My controller came with a 3D sticker...I'm going to put stickers somewhere eventually, possibly under my rear-seat delete cover (whenever the hell I finally build it)


----------



## rizaler32 (Jan 25, 2008)

*Re: --> Haldex Blue Install and Impressions <-- (l88m22vette)*

Thanks for taking the time to review the product. I was contemplating purchasing the big blue for a couple weeks and based on your opinion and advice, I got on the mjm site and forked over the ends. I'll let you know about the installation. Seems like its hit or miss based on the alignment of the replacement.

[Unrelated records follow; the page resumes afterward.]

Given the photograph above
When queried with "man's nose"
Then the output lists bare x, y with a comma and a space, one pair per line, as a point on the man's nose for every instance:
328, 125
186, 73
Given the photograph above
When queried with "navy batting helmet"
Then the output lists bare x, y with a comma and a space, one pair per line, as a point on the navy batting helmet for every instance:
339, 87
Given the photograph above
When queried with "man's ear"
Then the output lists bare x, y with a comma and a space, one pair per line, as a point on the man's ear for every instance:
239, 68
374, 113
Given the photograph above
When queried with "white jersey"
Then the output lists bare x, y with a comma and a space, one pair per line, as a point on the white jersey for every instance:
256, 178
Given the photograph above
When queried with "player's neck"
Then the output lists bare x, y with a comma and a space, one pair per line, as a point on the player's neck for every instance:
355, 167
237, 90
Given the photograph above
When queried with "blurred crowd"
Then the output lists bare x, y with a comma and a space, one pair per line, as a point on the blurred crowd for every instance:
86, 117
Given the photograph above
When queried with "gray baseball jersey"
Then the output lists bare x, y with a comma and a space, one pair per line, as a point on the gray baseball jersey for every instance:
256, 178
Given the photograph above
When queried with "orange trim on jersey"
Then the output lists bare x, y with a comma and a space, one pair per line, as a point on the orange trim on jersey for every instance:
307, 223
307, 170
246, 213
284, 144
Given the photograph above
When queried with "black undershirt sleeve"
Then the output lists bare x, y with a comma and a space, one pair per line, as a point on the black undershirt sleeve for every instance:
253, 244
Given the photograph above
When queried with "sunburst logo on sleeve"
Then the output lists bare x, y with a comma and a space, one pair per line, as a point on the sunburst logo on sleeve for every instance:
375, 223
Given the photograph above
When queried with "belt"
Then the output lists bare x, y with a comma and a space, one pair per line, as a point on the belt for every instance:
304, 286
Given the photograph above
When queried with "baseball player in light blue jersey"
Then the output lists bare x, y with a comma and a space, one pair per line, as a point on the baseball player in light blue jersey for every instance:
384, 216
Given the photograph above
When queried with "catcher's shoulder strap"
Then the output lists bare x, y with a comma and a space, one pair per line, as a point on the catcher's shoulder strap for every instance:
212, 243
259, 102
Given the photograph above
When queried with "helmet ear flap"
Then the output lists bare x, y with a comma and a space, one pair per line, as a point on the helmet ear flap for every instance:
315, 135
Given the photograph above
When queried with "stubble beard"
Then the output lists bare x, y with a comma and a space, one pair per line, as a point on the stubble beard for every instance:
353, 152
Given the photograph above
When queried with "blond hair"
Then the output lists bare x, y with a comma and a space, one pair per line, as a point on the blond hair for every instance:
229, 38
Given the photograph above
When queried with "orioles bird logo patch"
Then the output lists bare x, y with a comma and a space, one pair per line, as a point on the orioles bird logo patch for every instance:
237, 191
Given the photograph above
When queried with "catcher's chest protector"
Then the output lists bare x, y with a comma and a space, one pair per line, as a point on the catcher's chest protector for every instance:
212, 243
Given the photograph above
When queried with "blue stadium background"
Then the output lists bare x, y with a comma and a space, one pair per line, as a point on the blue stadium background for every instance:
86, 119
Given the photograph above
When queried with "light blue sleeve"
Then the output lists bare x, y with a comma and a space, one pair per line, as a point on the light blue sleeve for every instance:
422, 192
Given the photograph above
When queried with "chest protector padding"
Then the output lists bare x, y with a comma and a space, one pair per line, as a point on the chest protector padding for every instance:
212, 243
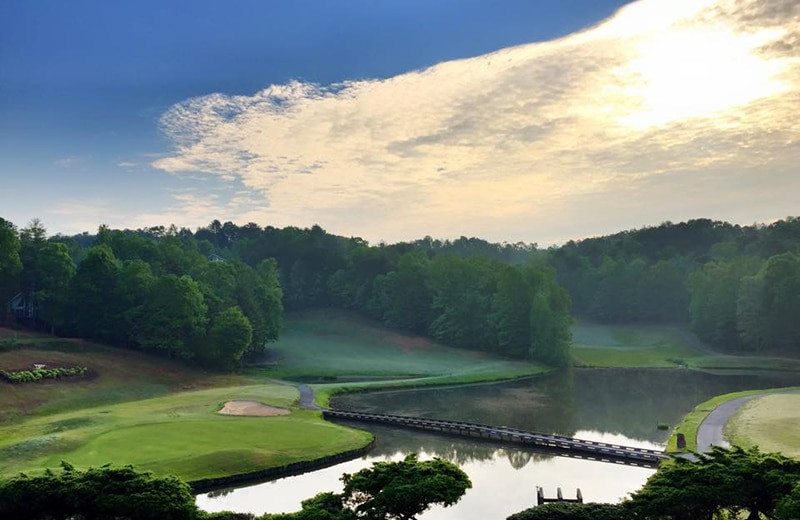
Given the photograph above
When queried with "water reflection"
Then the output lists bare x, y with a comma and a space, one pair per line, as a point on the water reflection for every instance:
622, 407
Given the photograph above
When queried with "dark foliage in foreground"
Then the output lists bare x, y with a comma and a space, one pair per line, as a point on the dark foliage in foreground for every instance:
118, 493
568, 511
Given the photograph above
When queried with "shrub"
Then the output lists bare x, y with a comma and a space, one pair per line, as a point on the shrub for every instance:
37, 374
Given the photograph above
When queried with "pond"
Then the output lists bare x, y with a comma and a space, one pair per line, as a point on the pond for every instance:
620, 406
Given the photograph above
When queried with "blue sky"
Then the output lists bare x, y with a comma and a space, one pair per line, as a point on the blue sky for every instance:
393, 119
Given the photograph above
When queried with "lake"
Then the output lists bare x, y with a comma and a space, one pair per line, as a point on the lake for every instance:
610, 405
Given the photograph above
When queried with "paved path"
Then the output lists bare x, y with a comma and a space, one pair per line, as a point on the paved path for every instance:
710, 431
306, 394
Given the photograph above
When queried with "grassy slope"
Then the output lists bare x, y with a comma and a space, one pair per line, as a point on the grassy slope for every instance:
115, 375
178, 433
771, 422
688, 427
629, 346
115, 417
350, 352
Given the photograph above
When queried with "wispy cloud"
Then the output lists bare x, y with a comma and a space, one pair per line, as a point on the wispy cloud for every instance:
67, 162
696, 99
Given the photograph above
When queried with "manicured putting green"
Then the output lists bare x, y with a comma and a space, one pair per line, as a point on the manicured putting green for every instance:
179, 433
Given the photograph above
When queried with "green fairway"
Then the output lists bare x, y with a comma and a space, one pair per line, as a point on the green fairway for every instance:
179, 433
339, 346
597, 345
161, 416
115, 375
658, 346
688, 427
771, 422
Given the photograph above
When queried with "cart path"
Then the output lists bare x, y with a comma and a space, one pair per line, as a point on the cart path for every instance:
709, 433
306, 400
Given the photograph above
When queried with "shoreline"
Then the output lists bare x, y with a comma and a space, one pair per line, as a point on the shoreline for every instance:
693, 421
267, 474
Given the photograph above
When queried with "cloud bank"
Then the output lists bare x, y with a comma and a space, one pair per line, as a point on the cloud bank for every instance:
668, 110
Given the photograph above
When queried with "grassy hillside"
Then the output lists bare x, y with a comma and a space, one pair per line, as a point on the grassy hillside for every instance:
629, 346
115, 375
179, 433
335, 345
771, 422
161, 416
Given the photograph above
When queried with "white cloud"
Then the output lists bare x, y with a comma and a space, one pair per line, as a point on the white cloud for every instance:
67, 162
677, 97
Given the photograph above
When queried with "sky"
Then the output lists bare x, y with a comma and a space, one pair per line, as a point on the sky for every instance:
510, 120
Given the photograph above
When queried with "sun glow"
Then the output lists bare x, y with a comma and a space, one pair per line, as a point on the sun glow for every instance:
695, 74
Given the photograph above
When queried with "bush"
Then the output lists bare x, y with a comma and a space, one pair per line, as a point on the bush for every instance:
571, 511
37, 374
120, 493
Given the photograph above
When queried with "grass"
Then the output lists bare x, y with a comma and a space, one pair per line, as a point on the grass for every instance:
771, 422
658, 346
334, 346
115, 375
688, 427
179, 433
628, 346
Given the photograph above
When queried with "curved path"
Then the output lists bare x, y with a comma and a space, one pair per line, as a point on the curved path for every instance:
709, 433
306, 400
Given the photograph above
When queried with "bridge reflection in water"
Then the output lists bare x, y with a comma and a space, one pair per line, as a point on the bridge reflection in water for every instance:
556, 444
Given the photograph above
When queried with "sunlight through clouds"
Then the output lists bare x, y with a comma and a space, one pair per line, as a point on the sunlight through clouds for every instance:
502, 145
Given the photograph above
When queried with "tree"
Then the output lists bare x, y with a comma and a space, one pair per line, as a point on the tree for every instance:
550, 321
570, 511
10, 264
510, 316
733, 480
56, 271
107, 492
94, 296
408, 295
402, 490
173, 318
228, 338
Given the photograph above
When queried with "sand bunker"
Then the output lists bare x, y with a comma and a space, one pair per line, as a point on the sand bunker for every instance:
252, 408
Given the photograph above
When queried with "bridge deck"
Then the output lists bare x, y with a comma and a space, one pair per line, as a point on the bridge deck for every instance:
580, 448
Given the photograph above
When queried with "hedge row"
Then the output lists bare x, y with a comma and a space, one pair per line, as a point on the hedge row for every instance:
37, 374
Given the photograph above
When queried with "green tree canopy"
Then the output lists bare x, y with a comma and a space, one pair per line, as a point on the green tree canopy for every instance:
97, 493
402, 490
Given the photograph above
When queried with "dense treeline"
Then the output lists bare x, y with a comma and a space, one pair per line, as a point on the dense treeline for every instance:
737, 286
151, 291
160, 289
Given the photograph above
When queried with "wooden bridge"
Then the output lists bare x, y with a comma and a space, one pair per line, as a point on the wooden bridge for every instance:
567, 446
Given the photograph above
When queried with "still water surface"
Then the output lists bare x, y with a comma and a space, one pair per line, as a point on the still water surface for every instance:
622, 407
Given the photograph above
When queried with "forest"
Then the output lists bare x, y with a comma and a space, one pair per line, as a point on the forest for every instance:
738, 287
216, 296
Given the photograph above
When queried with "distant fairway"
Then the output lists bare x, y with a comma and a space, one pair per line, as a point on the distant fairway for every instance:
339, 345
771, 422
597, 345
658, 346
161, 416
115, 375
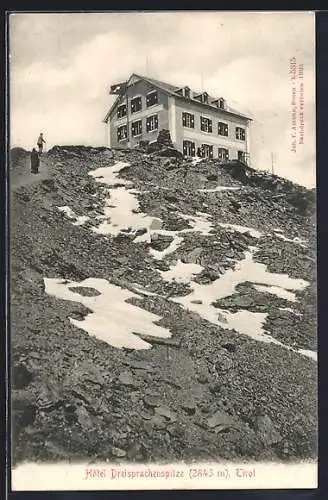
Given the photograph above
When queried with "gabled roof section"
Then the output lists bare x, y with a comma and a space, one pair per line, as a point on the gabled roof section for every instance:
175, 91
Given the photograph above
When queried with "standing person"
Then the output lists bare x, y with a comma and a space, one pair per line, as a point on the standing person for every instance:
40, 143
35, 161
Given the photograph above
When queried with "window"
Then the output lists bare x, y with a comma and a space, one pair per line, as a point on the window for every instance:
205, 98
241, 156
189, 148
223, 129
121, 111
152, 98
122, 133
186, 92
205, 124
188, 120
207, 151
136, 104
223, 154
152, 123
221, 103
136, 128
240, 133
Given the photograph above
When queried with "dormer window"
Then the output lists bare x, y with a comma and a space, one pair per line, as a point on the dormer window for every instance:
202, 97
221, 103
186, 92
205, 98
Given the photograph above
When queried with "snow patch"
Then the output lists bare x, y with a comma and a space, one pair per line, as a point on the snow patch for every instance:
113, 319
218, 189
296, 240
79, 219
278, 291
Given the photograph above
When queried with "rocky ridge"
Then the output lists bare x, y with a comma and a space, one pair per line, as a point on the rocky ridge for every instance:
216, 394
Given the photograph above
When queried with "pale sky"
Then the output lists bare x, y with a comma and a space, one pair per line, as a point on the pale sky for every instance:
62, 65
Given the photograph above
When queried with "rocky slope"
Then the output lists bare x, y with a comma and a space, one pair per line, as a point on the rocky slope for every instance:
223, 388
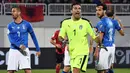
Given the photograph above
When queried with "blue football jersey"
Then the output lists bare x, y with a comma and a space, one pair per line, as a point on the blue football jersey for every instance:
18, 34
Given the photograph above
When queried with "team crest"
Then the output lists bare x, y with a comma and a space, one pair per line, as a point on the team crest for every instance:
80, 27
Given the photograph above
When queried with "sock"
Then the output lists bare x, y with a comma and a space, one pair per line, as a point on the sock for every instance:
64, 72
70, 72
57, 69
110, 71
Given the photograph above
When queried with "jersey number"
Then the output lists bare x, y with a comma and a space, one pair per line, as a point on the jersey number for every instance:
18, 33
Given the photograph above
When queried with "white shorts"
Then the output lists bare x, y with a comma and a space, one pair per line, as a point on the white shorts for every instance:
105, 58
66, 58
16, 60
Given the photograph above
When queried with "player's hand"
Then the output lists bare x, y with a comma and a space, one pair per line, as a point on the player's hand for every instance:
22, 47
38, 54
58, 46
96, 53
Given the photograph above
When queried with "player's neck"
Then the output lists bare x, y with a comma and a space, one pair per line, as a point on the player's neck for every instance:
18, 20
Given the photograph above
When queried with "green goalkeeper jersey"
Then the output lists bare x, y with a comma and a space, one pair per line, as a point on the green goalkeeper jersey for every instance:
77, 32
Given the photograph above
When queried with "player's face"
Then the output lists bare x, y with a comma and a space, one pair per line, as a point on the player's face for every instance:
15, 13
99, 11
76, 11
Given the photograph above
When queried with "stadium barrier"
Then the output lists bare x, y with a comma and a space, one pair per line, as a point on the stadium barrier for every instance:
8, 6
64, 9
47, 58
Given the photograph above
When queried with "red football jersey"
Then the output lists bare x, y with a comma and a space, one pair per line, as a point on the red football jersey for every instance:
55, 37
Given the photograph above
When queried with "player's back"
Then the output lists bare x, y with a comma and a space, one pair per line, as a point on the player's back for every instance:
77, 32
108, 29
18, 33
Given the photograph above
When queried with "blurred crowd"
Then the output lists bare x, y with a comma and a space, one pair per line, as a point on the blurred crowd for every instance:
67, 1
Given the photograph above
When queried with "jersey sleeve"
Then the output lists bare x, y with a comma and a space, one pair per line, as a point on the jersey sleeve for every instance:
63, 30
102, 28
90, 30
33, 36
54, 36
30, 28
117, 26
11, 37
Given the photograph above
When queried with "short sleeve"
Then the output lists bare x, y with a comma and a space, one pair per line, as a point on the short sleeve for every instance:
117, 26
30, 28
63, 30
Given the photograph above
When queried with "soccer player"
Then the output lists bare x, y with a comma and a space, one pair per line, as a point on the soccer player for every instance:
19, 56
106, 29
119, 26
59, 50
67, 68
77, 29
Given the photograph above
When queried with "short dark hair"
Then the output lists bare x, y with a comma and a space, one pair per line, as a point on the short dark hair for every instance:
110, 13
103, 5
17, 7
75, 3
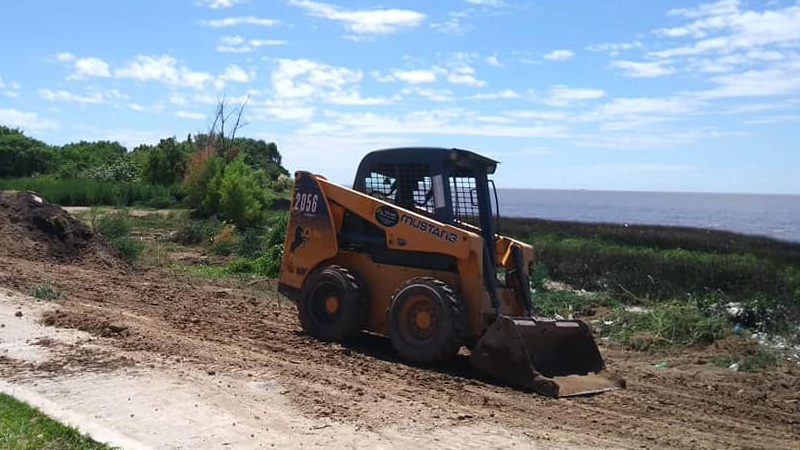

Thanks again though.


----------



## RaveGreen_Dub (Nov 30, 2007)

*Re: --> Haldex Blue Install and Impressions <-- (l88m22vette)*

Sweeeeeeeeeeeeeet


----------



## l88m22vette (Mar 2, 2006)

*Re: --> Haldex Blue Install and Impressions <-- (rizaler32)*

http://****************.com/smile/emthup.gif http://****************.com/smile/emthup.gif 
I plan on updating this thread whenever I do new suspension/handling stuff...I plan on struts and springs sometime this summer, along with a better alignment. I also might put the stock rear ARB back on for the hell of it to see how the car feels with JUST the Haldex.


----------



## mcguijo (Apr 12, 2007)

*Re: (l88m22vette)*

Thanks!


----------



## JettaRed (Aug 14, 2000)

*Re: --> Haldex Blue Install and Impressions <-- (l88m22vette)*

I posted this elsewhere, but since I don't know if it will ever make it to a sticky, I'd post here too.
Installed the Haldex Blue controller today. The install really isn't that bad. Just be prepared to spend about 2 hours to do it right. From the start, be prepared to drop the exhaust from the cat back. That's to remove the heat shield over the rear muffler. That's makes it much easier to unplug the wiring. Also, remove the plastic stone shield covering the gas tank. That gives you a couple more inches to work on getting the controller out. Also, get a small 4mm hex (allen) key. Other than that, take your time.
Been driving it for the last 2.5 hours. As others have said, not much difference during normal driving. However, the car seems faster off the line, boost is smoother (don't know why), and turns are awesome. Why it doesn't come from the factory like this I can't understand!


----------



## fijitt (Mar 1, 2007)

*Re: --> Haldex Blue Install and Impressions <-- (JettaRed)*

im so jealous.


----------



## aka johnny blahzay (Aug 13, 2006)

this is sims......i didnt have to do any of that. you can get to it without dropping the exhaust or removing any guards.


----------



## JettaRed (Aug 14, 2000)

*Re: (aka johnny blahzay)*


_Quote, originally posted by *aka johnny blahzay* »_this is sims......i didnt have to do any of that. you can get to it without dropping the exhaust or removing any guards. 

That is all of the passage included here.